Other makers are taking a middle-of-the-road approach. General Motors Co.
has based its system on free software from Google but highly customised it
to create its own experience.

Google’s software — whether a free version that car companies can customise
or a fully integrated system — is in 19% of all in-car operating systems, a
number that’s expected to rise to roughly one-third in 2024, according to
IHS Markit, a data and analytics firm.

Toyota is using a customised version of an open-source operating system
called Automotive Grade Linux to run its connected cars and infotainment
systems. The system made its debut in the U.S. on the 2018 Toyota Camry.
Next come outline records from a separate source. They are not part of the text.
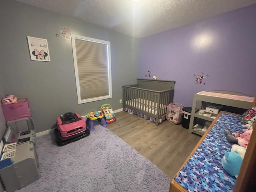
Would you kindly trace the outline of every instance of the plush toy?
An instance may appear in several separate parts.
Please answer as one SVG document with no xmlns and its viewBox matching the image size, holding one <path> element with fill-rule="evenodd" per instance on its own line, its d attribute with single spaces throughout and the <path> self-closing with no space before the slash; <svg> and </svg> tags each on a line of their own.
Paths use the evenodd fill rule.
<svg viewBox="0 0 256 192">
<path fill-rule="evenodd" d="M 230 131 L 226 130 L 224 131 L 224 134 L 226 136 L 227 140 L 229 142 L 238 144 L 240 146 L 246 148 L 248 146 L 252 132 L 252 129 L 247 129 L 244 133 L 241 134 L 232 133 Z"/>
<path fill-rule="evenodd" d="M 234 151 L 237 152 L 238 153 L 238 154 L 241 156 L 241 157 L 244 159 L 244 154 L 246 151 L 246 149 L 245 147 L 242 147 L 242 146 L 237 145 L 236 144 L 234 144 L 232 146 L 232 148 L 231 148 L 231 150 L 230 151 L 231 152 L 233 152 Z"/>
<path fill-rule="evenodd" d="M 251 118 L 249 121 L 247 121 L 246 124 L 242 125 L 242 126 L 245 128 L 245 129 L 252 129 L 252 124 L 253 124 L 254 122 L 256 120 L 256 116 L 254 116 L 254 117 Z"/>
<path fill-rule="evenodd" d="M 6 95 L 5 98 L 2 100 L 3 105 L 9 105 L 12 103 L 17 103 L 17 98 L 13 95 Z"/>
<path fill-rule="evenodd" d="M 237 177 L 243 159 L 237 151 L 225 152 L 221 164 L 224 169 L 232 176 Z"/>
</svg>

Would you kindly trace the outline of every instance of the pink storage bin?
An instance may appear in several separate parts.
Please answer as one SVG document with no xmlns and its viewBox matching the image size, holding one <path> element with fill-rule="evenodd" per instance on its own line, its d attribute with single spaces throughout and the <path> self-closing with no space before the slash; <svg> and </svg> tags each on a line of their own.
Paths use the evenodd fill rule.
<svg viewBox="0 0 256 192">
<path fill-rule="evenodd" d="M 6 121 L 30 116 L 28 101 L 26 98 L 18 99 L 17 103 L 2 105 L 2 109 Z"/>
</svg>

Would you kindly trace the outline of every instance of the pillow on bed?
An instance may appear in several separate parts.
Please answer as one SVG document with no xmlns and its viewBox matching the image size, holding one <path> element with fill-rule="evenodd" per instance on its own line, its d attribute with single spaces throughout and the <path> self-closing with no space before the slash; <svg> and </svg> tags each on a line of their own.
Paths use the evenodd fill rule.
<svg viewBox="0 0 256 192">
<path fill-rule="evenodd" d="M 256 108 L 252 107 L 238 117 L 238 119 L 244 124 L 252 123 L 256 119 Z"/>
</svg>

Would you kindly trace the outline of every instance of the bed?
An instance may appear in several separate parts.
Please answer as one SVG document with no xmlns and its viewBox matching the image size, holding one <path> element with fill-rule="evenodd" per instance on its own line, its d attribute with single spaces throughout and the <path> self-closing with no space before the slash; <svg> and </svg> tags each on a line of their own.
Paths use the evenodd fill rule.
<svg viewBox="0 0 256 192">
<path fill-rule="evenodd" d="M 252 105 L 256 106 L 256 96 Z M 224 130 L 241 132 L 243 128 L 237 118 L 239 115 L 224 111 L 219 113 L 172 180 L 170 192 L 256 191 L 256 126 L 237 179 L 221 164 L 225 152 L 230 151 L 232 146 Z"/>
<path fill-rule="evenodd" d="M 173 101 L 175 81 L 137 79 L 136 84 L 123 86 L 124 110 L 157 126 L 165 119 L 167 106 Z"/>
</svg>

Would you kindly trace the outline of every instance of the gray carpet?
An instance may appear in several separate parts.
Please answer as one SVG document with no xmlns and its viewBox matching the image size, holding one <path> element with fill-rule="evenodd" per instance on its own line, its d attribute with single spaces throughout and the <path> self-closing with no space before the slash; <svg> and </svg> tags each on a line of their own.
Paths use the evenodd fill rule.
<svg viewBox="0 0 256 192">
<path fill-rule="evenodd" d="M 170 179 L 122 139 L 101 125 L 67 145 L 53 136 L 37 138 L 39 180 L 20 192 L 169 191 Z"/>
</svg>

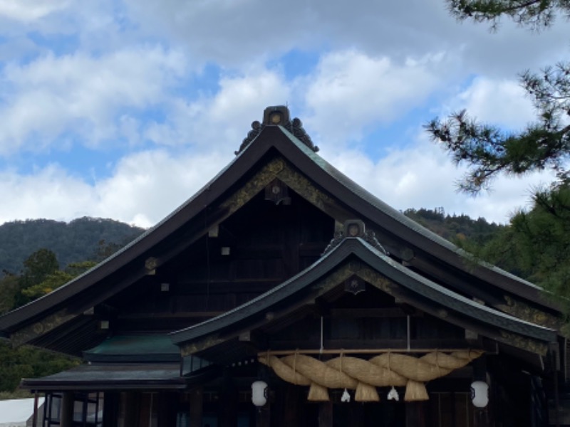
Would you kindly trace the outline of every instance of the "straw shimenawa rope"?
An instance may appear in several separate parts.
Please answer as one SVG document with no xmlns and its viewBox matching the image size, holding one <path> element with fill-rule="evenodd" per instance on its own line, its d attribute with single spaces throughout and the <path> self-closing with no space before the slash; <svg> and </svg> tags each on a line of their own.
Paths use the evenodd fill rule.
<svg viewBox="0 0 570 427">
<path fill-rule="evenodd" d="M 416 401 L 429 399 L 425 382 L 465 367 L 482 354 L 432 352 L 418 358 L 388 352 L 369 360 L 341 354 L 323 362 L 297 352 L 281 358 L 268 352 L 259 355 L 259 360 L 284 381 L 310 386 L 310 401 L 328 401 L 328 389 L 351 389 L 356 391 L 356 401 L 378 401 L 376 387 L 405 386 L 404 400 Z"/>
</svg>

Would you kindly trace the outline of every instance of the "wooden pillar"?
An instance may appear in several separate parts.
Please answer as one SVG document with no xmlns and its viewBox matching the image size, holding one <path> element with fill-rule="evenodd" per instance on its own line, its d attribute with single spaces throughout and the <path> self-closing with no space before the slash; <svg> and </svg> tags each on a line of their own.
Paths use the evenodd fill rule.
<svg viewBox="0 0 570 427">
<path fill-rule="evenodd" d="M 155 394 L 157 423 L 159 427 L 176 427 L 178 395 L 176 393 L 162 391 Z M 152 417 L 152 413 L 150 414 Z"/>
<path fill-rule="evenodd" d="M 290 383 L 285 384 L 281 387 L 276 394 L 276 406 L 278 406 L 278 427 L 291 427 L 291 426 L 301 426 L 301 422 L 298 419 L 299 416 L 299 407 L 304 404 L 300 404 L 299 391 L 302 390 L 299 386 Z"/>
<path fill-rule="evenodd" d="M 130 427 L 138 425 L 138 395 L 133 391 L 121 394 L 122 423 L 120 427 Z"/>
<path fill-rule="evenodd" d="M 190 426 L 202 427 L 202 414 L 204 405 L 204 388 L 196 387 L 190 390 Z"/>
<path fill-rule="evenodd" d="M 426 427 L 425 402 L 405 403 L 406 427 Z"/>
<path fill-rule="evenodd" d="M 105 391 L 103 401 L 103 427 L 118 427 L 119 421 L 119 394 Z"/>
<path fill-rule="evenodd" d="M 351 414 L 348 427 L 362 427 L 364 426 L 364 404 L 353 402 L 348 404 Z"/>
<path fill-rule="evenodd" d="M 31 426 L 38 426 L 38 392 L 33 394 L 33 418 L 31 421 Z"/>
<path fill-rule="evenodd" d="M 237 389 L 229 369 L 224 372 L 224 381 L 219 402 L 219 427 L 237 425 Z"/>
<path fill-rule="evenodd" d="M 269 404 L 256 408 L 256 415 L 255 419 L 256 427 L 269 427 Z"/>
<path fill-rule="evenodd" d="M 318 404 L 318 427 L 333 427 L 333 402 Z"/>
<path fill-rule="evenodd" d="M 63 393 L 61 399 L 61 410 L 60 411 L 59 422 L 61 427 L 73 427 L 73 406 L 75 399 L 71 391 Z"/>
</svg>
Beyond Apple and Google, other tech companies are working to get their
offerings incorporated into car systems. Samsung Electronics Co., the
world’s largest smartphone maker by sales, purchased auto-supplier Harman
International Industries Inc. for $8 billion two years ago to get its
hardware into cars. Harman showed how it can integrate video screens and
user experiences in the car at the annual CES tech show in January.
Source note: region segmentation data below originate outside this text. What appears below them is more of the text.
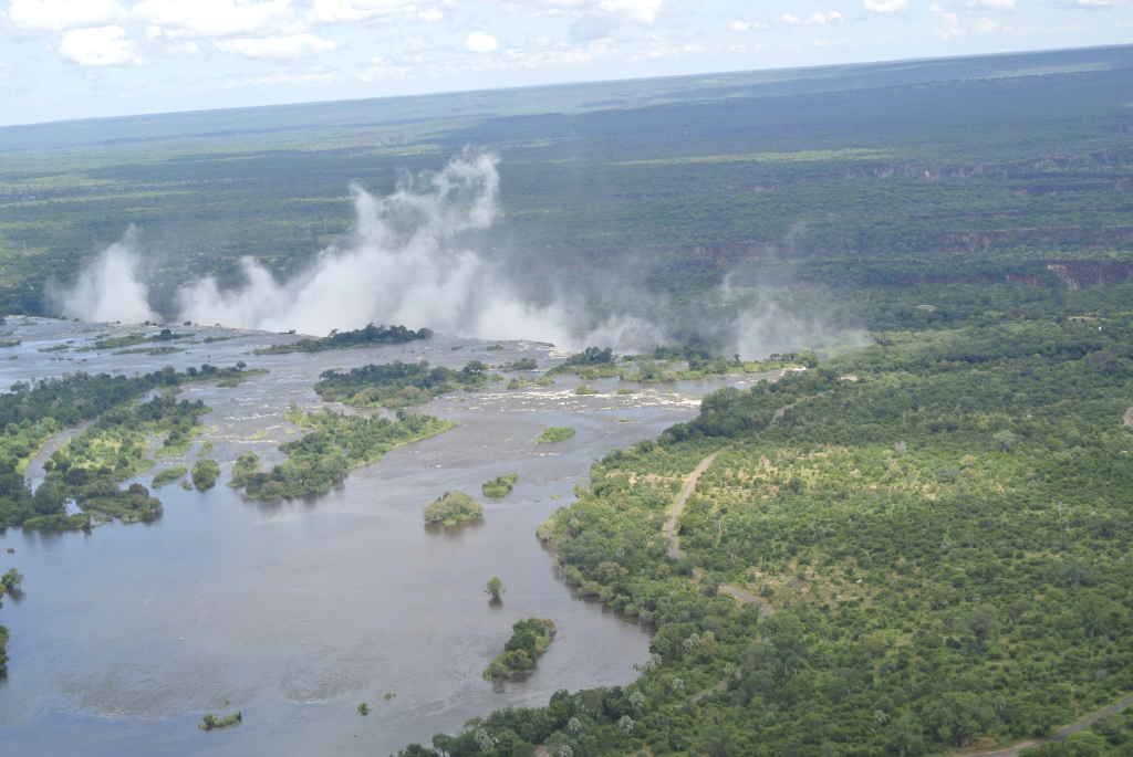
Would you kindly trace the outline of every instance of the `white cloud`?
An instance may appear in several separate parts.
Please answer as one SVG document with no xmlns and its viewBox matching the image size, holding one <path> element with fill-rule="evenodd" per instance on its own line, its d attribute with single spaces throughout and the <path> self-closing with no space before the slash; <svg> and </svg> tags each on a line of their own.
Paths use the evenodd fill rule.
<svg viewBox="0 0 1133 757">
<path fill-rule="evenodd" d="M 79 66 L 123 66 L 137 61 L 134 42 L 121 26 L 63 32 L 59 52 Z"/>
<path fill-rule="evenodd" d="M 936 29 L 936 35 L 942 40 L 955 40 L 964 35 L 963 27 L 960 26 L 960 16 L 945 10 L 940 3 L 934 2 L 929 6 L 929 12 L 940 19 L 940 26 Z"/>
<path fill-rule="evenodd" d="M 410 14 L 418 14 L 424 20 L 433 20 L 440 12 L 436 9 L 421 10 L 415 0 L 315 0 L 310 9 L 312 18 L 320 24 L 365 21 L 382 16 Z M 435 20 L 440 20 L 440 16 Z"/>
<path fill-rule="evenodd" d="M 465 40 L 465 46 L 471 52 L 494 52 L 500 46 L 500 43 L 491 34 L 472 32 Z"/>
<path fill-rule="evenodd" d="M 657 20 L 664 0 L 600 0 L 598 8 L 607 14 L 625 16 L 641 24 Z"/>
<path fill-rule="evenodd" d="M 271 76 L 258 76 L 242 79 L 232 79 L 225 81 L 222 86 L 225 89 L 238 89 L 240 87 L 265 87 L 279 84 L 296 85 L 296 84 L 323 84 L 325 81 L 334 81 L 341 78 L 341 75 L 334 71 L 312 71 L 308 74 L 272 74 Z"/>
<path fill-rule="evenodd" d="M 290 19 L 291 0 L 142 0 L 134 15 L 167 36 L 232 36 Z"/>
<path fill-rule="evenodd" d="M 826 26 L 842 20 L 842 14 L 836 10 L 816 10 L 810 16 L 800 17 L 794 14 L 783 14 L 780 20 L 791 26 Z"/>
<path fill-rule="evenodd" d="M 909 7 L 909 0 L 861 0 L 866 10 L 872 14 L 895 14 Z"/>
<path fill-rule="evenodd" d="M 769 28 L 767 24 L 763 21 L 730 21 L 727 25 L 729 32 L 757 32 L 760 29 Z"/>
<path fill-rule="evenodd" d="M 187 42 L 174 42 L 165 48 L 174 55 L 196 55 L 201 53 L 201 45 L 189 40 Z"/>
<path fill-rule="evenodd" d="M 219 40 L 218 50 L 245 58 L 293 59 L 334 50 L 338 44 L 314 34 L 284 34 L 273 37 L 235 37 Z"/>
<path fill-rule="evenodd" d="M 116 0 L 11 0 L 8 18 L 16 28 L 56 31 L 116 21 L 126 11 Z"/>
<path fill-rule="evenodd" d="M 363 81 L 374 81 L 375 79 L 403 79 L 409 75 L 408 66 L 398 66 L 389 58 L 374 55 L 369 59 L 369 64 L 361 68 L 356 76 Z"/>
<path fill-rule="evenodd" d="M 613 16 L 639 24 L 653 24 L 665 0 L 510 0 L 554 16 Z"/>
</svg>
Microsoft Corp. is also edging in, providing automakers such as Volkswagen
and BMW with cloud-based services that help them beam down new apps and
software to the car. Amazon.com Inc. is in the midst of rolling out its
Alexa voice assistant in BMW, Toyota and Volkswagen models, though it’s
limited in what it can do.

Google’s push into the car is part of a larger strategy to provide more
services and content across platforms, starting with its 2005 purchase of
the Android operating system. This ecosystem allows customers access to
their digital lives on different screens and helped Google generate an
estimated $82 billion in mobile advertising revenue last year, according to
eMarketer.

“What we realised, I think, just as we did with the mobile phone, to make
that transition easy we need to have a common platform in the car,” said
Mickey Kataria, a product management director at Google, in an interview.

The launch of self-driving vehicles in the coming years could bring even
more screens into the car, on and off the dashboard, as passengers get more
time to work, shop or watch movies on the road.
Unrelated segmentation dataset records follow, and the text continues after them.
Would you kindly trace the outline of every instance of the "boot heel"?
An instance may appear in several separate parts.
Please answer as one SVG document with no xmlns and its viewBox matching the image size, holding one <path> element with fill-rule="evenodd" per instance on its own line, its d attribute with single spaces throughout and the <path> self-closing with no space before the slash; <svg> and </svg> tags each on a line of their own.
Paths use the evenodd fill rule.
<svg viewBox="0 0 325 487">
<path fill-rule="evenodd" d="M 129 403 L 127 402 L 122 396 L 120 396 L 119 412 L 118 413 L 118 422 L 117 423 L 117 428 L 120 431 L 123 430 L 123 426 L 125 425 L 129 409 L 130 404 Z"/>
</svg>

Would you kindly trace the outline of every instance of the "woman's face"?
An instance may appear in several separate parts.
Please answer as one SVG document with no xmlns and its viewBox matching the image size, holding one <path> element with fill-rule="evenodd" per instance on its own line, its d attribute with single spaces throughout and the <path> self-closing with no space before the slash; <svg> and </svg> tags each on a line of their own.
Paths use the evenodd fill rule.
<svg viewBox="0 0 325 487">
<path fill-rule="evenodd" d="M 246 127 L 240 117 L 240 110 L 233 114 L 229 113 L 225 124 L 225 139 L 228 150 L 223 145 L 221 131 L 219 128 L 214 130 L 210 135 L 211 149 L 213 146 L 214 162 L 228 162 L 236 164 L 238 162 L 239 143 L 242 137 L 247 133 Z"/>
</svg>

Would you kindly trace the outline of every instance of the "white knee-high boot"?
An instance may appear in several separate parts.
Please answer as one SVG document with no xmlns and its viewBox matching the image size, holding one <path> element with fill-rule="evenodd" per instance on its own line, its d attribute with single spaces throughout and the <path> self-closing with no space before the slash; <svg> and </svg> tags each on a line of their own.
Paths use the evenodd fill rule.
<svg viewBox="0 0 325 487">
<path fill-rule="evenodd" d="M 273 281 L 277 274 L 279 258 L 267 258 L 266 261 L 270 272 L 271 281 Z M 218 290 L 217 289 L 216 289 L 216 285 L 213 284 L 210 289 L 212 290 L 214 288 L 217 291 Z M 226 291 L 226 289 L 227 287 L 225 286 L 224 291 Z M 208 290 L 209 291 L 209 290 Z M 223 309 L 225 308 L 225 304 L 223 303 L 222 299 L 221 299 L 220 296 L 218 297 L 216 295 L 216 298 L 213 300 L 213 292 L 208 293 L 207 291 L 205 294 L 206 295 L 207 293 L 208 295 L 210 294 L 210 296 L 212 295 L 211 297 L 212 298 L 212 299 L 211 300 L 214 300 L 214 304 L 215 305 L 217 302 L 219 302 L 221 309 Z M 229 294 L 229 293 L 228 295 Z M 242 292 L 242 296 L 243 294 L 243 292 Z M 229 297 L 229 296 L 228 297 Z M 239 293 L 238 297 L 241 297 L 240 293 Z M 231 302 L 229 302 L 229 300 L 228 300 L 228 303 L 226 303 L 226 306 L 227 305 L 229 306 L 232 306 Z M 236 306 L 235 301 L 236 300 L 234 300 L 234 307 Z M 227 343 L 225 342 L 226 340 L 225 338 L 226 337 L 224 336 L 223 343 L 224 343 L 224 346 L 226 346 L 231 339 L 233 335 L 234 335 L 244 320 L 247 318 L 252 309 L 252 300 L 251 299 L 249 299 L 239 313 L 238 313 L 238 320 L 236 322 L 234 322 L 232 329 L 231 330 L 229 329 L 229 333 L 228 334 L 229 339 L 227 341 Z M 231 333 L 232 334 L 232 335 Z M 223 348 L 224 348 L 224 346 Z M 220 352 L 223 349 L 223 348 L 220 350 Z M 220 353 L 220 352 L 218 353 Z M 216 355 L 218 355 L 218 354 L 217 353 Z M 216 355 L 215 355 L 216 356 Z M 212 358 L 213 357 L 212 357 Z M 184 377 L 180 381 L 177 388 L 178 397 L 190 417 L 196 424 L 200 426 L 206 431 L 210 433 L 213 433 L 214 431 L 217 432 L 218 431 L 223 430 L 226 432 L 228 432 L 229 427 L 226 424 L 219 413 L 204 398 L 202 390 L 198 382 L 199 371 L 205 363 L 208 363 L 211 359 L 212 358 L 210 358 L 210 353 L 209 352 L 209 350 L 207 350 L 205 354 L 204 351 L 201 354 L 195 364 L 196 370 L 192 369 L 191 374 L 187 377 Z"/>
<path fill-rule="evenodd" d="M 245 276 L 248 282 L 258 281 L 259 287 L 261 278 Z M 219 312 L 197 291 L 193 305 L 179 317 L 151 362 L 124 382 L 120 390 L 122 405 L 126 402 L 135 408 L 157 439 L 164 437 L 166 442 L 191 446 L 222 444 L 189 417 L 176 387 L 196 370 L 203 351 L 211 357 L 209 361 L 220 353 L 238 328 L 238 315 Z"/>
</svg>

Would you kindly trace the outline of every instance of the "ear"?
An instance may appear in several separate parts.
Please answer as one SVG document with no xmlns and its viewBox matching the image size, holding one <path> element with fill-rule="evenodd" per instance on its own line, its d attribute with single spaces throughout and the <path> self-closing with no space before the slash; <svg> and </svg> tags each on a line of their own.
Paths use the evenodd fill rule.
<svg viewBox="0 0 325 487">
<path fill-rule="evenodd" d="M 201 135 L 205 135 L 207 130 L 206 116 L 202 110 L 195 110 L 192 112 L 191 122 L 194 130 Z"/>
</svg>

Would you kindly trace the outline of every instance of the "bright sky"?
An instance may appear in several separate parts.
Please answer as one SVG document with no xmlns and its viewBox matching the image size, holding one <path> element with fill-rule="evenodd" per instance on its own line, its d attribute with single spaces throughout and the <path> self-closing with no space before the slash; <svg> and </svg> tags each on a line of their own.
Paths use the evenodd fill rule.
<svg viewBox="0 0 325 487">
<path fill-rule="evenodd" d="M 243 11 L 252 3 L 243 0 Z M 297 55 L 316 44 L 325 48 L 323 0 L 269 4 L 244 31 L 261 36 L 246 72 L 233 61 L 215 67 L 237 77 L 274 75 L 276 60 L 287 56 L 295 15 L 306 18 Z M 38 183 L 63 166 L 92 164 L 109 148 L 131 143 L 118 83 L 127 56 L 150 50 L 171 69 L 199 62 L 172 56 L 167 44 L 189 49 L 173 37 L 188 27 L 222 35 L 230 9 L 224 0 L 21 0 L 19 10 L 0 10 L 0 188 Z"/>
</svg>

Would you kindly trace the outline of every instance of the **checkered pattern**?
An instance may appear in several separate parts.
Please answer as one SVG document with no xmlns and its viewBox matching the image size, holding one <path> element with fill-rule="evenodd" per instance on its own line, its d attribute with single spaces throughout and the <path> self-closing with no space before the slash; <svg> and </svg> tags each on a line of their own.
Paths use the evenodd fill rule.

Last year, the Nissan-Renault-Mitsubishi alliance — one of the world’s
largest car-making groups by sales — entered into a partnership with Google
to eventually install its operating system in the 10.6 million cars the
alliance sells globally each year.

Renault SA CEO Thierry Bolloré said the decision to work with Google wasn’t
easy. “We spent more than four years, almost five, to find an agreement with
our new Google friend precisely to have control of the data,” said Mr.
Bolloré, who declined to disclose the final contract terms.

Next year, Volvo will roll out a new Google-developed operating system for
its cars starting with the Polestar brand, with a unique look to the brand,
that will make the display screen look like an electronic tablet with Google
Maps and telephone service Google Voice built in. Drivers will be able to
download from Google’s app store and use its turn-by-turn directions, and
Volvo can rely on its partner to update the software, rather than do it
solely on its own.

Some inside Volvo had voiced concerns about handing over its system to an
outsider, said David Holecek, the company’s director of digital experience,
but ultimately found the proposal resonated with senior leaders. CEO Håkan
Samuelsson equated the risk of spending money on their own system with
another long-ago tech battle between Beta and VHS to win the home video
market. Automakers will be challenged to break Android’s grip on the apps
market, Mr. Samuelsson said in an interview.

“All of the smart app developers in the world will, of course, develop for
Android or [Apple’s] iOS,” he said.

The dashboard display mattered to Paul deGrouchy, a sales executive in the
Baltimore area, when he was recently shopping for a car. He was close to
buying one brand until he saw it didn’t offer Apple CarPlay. He went with an
Audi Q5 sport-utility vehicle instead, and uses his iPhone’s Pandora music
app and Waze navigation app frequently in the car.

Mr. deGrouchy, 63 years old, said, “The transition from outside to inside is
seamless.”

Adrienne Roberts contributed to this article.